Bradbury won't be attending in person, but he is filming a contribution in California.

Sunday, September 10, 2006

Bradbury 13 exclusive!

Mike McDonough, creator and producer of the classic radio series Bradbury 13 has very kindly sent me some photos from the production of the show.

I have added Mike's photo album to my Bradbury 13 page: click here to take a look.

As far as I know, many of these pictures are published here for the first time. Many thanks to Mike for his generosity, and for taking the time to scan them for me.

Tuesday, September 05, 2006

That UNauthorised biography again...

I thought I might regret it, but I paid good money for a copy of that unauthorised biography: Ray Bradbury Uncensored! The Unauthorized Biography, by Gene Beley. As I have mentioned before, I had concerns that this would not be a very solid piece of writing.

At some point, I will do a complete review of the book, but I wanted here to record my first responses, having speed-read the whole book, and having read a couple of chapters very closely.

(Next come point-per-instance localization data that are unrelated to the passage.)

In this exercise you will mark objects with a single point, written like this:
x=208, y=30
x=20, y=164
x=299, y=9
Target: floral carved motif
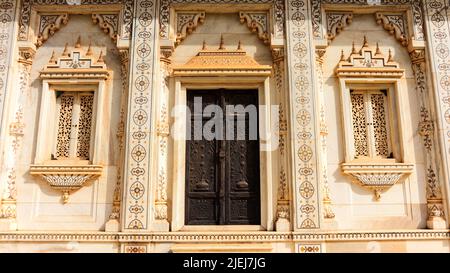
x=137, y=175
x=304, y=168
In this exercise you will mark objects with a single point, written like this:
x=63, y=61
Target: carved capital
x=417, y=56
x=26, y=55
x=257, y=22
x=320, y=53
x=278, y=54
x=166, y=53
x=187, y=22
x=395, y=24
x=49, y=25
x=67, y=179
x=336, y=22
x=108, y=23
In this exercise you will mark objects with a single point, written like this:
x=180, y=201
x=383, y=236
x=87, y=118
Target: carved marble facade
x=361, y=147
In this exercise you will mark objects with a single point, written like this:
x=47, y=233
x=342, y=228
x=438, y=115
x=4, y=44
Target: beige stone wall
x=228, y=25
x=404, y=205
x=38, y=206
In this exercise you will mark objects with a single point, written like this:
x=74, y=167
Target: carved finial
x=78, y=43
x=222, y=43
x=239, y=45
x=53, y=58
x=89, y=51
x=378, y=52
x=390, y=59
x=366, y=43
x=342, y=56
x=66, y=50
x=100, y=58
x=354, y=48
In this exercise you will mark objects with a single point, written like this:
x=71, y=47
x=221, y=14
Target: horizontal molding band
x=168, y=237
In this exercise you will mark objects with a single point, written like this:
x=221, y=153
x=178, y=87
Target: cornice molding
x=199, y=237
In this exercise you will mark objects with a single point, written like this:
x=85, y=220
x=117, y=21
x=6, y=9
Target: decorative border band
x=167, y=237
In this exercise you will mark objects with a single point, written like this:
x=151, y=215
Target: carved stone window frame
x=377, y=175
x=65, y=74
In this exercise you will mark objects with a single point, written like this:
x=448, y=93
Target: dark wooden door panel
x=222, y=176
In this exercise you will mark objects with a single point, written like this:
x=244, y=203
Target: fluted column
x=113, y=223
x=163, y=132
x=435, y=206
x=14, y=141
x=323, y=168
x=283, y=193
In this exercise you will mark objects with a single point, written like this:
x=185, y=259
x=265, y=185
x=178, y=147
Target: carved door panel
x=222, y=175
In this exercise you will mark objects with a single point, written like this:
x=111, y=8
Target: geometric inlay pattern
x=301, y=83
x=138, y=138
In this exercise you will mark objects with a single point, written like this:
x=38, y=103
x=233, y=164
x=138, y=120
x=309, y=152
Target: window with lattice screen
x=74, y=125
x=370, y=119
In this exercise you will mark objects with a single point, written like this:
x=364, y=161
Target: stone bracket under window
x=377, y=177
x=67, y=179
x=68, y=153
x=370, y=86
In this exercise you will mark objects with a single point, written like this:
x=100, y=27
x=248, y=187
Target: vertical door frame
x=267, y=174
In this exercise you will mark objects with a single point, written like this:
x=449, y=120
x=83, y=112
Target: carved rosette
x=49, y=25
x=336, y=22
x=187, y=22
x=257, y=22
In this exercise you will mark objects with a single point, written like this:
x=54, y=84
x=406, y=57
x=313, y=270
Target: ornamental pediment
x=75, y=63
x=368, y=62
x=221, y=61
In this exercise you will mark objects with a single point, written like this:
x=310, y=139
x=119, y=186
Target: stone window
x=375, y=120
x=74, y=125
x=370, y=120
x=73, y=119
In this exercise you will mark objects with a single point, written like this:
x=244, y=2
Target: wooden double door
x=222, y=174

My overall impression is of a book that very much needs a strong editorial hand. It needs some fact-checking (example: it reports events of Bradbury's 86th birthday, even though it was published
before that event). It needs some copy-editing (example: names of people spelled inconsistenly, sometimes within a single paragraph).

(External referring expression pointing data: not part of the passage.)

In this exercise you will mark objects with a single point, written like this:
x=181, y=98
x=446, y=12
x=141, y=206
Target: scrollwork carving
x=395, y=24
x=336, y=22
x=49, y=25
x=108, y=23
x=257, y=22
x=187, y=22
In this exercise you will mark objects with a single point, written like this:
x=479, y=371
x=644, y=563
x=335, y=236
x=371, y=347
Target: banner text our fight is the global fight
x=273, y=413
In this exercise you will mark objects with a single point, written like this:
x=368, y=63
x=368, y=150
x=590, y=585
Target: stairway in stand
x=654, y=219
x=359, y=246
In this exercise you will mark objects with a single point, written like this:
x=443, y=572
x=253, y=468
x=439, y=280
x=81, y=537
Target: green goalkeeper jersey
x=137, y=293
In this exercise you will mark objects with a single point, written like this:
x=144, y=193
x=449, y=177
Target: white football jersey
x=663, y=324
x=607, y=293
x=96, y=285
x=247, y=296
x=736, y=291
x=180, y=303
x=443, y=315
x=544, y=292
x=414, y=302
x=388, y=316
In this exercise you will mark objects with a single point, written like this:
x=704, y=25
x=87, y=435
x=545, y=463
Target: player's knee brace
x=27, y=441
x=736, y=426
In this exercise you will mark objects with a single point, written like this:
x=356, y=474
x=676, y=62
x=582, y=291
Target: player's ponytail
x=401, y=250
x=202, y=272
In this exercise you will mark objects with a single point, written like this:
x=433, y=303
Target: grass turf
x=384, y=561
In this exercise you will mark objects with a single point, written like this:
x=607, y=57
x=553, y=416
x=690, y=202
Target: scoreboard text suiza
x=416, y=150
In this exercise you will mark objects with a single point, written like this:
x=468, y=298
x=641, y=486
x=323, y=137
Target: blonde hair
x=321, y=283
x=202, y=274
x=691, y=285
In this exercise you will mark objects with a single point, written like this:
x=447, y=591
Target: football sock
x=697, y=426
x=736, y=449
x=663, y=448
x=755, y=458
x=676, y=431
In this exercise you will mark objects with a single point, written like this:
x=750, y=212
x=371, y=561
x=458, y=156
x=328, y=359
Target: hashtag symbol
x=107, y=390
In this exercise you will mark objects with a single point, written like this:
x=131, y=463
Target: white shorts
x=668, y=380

It also needs systematically revising to make it a 2006 book, rather than a slowly-accreted collection of items written over a period of years. It is rather disturbing to read that Beley had "last heard of" Charles Rome Smith in a particular place - giving the impression that the author has lost track of the theatre director - and then to read an end-of-chapter note reporting Smith's death. Many of the chapters of the book take the form of an article written ten, twenty or thirty years ago, with an "author's note" tacked on the end to bring it up to date. In chapters where Beley is reporting a specific event, such as a particular speech Bradbury delivered, this would appropriately give us a sense of being at the event, and provide important historical context. However, when the chapter is an interview that has no particular point-in-time value, this seems odd. George Clayton Johnson and Harlan Ellison, both very much alive today and (judging from interviews elsewhere) both highly accessible to interviewers, are quoted extensively on their views of Bradbury's writing and character - but the interview quotes are from the 1980s. Ellison is quoted as saying that Bradbury has done nothing of value for thirty years - but this quote pre-dates Bradbury's flurry of writing activity that would include Death is a Lonely Business, Green Shadow White Whale, Ray Bradbury Theater, The Toynbee Convector...

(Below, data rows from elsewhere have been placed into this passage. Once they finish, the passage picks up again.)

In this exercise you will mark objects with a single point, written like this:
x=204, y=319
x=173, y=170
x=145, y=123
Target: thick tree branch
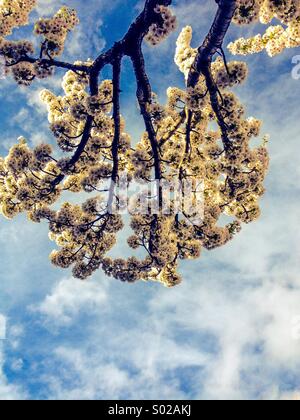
x=117, y=128
x=55, y=63
x=202, y=64
x=213, y=41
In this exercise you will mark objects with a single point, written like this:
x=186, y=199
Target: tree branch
x=202, y=64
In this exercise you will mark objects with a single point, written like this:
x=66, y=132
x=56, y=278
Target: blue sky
x=229, y=332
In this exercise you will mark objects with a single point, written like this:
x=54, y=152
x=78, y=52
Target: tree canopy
x=201, y=135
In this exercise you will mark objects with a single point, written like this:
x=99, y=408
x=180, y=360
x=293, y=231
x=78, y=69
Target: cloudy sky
x=230, y=331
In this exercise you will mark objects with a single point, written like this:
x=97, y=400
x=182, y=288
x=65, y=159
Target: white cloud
x=69, y=298
x=8, y=392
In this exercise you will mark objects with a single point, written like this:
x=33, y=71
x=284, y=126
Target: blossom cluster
x=16, y=53
x=94, y=149
x=14, y=13
x=286, y=34
x=161, y=30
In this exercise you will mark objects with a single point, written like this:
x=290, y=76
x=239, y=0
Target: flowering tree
x=200, y=134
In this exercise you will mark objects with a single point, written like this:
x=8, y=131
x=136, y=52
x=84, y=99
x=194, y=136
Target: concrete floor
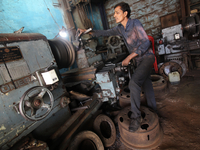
x=179, y=115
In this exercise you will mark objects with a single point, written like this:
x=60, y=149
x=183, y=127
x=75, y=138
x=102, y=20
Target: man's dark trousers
x=142, y=79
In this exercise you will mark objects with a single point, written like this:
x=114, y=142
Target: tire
x=159, y=84
x=105, y=129
x=86, y=140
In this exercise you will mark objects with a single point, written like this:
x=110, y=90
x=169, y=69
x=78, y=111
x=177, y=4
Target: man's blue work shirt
x=134, y=36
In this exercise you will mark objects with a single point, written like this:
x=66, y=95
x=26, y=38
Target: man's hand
x=125, y=62
x=80, y=31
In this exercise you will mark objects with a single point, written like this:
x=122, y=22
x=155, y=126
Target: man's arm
x=142, y=37
x=126, y=61
x=97, y=33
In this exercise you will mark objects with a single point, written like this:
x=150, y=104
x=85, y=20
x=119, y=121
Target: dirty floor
x=179, y=116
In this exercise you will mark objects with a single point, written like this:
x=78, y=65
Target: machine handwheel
x=32, y=102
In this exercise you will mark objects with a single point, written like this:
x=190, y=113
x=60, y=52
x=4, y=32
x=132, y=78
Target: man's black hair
x=124, y=7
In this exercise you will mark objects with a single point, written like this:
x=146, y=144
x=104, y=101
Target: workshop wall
x=33, y=15
x=147, y=11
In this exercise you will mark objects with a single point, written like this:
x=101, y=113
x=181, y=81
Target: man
x=138, y=45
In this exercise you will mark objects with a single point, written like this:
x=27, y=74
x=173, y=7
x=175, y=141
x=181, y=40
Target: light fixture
x=177, y=36
x=63, y=32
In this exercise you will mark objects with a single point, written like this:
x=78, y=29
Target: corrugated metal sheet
x=147, y=11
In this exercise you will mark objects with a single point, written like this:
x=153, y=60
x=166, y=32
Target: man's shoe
x=134, y=124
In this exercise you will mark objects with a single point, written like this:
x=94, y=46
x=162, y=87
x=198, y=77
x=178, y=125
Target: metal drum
x=148, y=136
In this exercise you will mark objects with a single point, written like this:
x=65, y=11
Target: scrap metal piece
x=148, y=136
x=169, y=67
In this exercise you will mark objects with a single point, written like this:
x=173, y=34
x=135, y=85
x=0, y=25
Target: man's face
x=119, y=14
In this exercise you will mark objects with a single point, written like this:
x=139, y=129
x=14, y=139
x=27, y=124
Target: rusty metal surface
x=76, y=75
x=13, y=37
x=148, y=12
x=148, y=136
x=81, y=59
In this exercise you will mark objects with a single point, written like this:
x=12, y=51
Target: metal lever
x=88, y=30
x=79, y=108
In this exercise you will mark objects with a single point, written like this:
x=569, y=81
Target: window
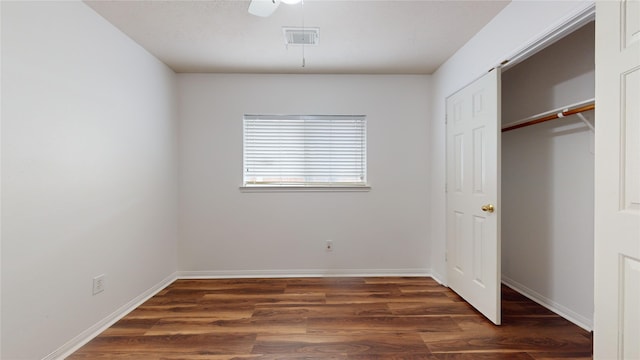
x=305, y=151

Apart from these editorial weaknesses, does the book have anything to offer? Well, it has a biography of Bradbury, but necessarily with less detail than Sam Weller's The Bradbury Chroniclesoffers. It reports on some of Bradbury's public speaking, quite successfully giving a sense of what it is/was like to be present at such events. It covers Bradbury's legal action against CBS over copyright infringement of Fahrenheit 451, in more detail than I have read elsewhere. It gives some insights into Bradbury's forays into theatre, revealing/claiming clashes between Bradbury and Smith, and between Bradbury and Shank.

It has some charming quotes from "ordinary people" who knew Ray at various points in his life, and some negative comments about Bradbury from various people who have had dealings with him.

And it sounds slightly unkind when discussing Bradbury's disabilities and his current state of health.

And quite a few photos, rather randomly arranged.

Overall, it's a real mixed bag. Probably essential reading for the Bradbury completist, but for anyone else I would say: buy Weller instead.

My top tip is to buy the ebook version, which is a lot cheaper than the printed edition!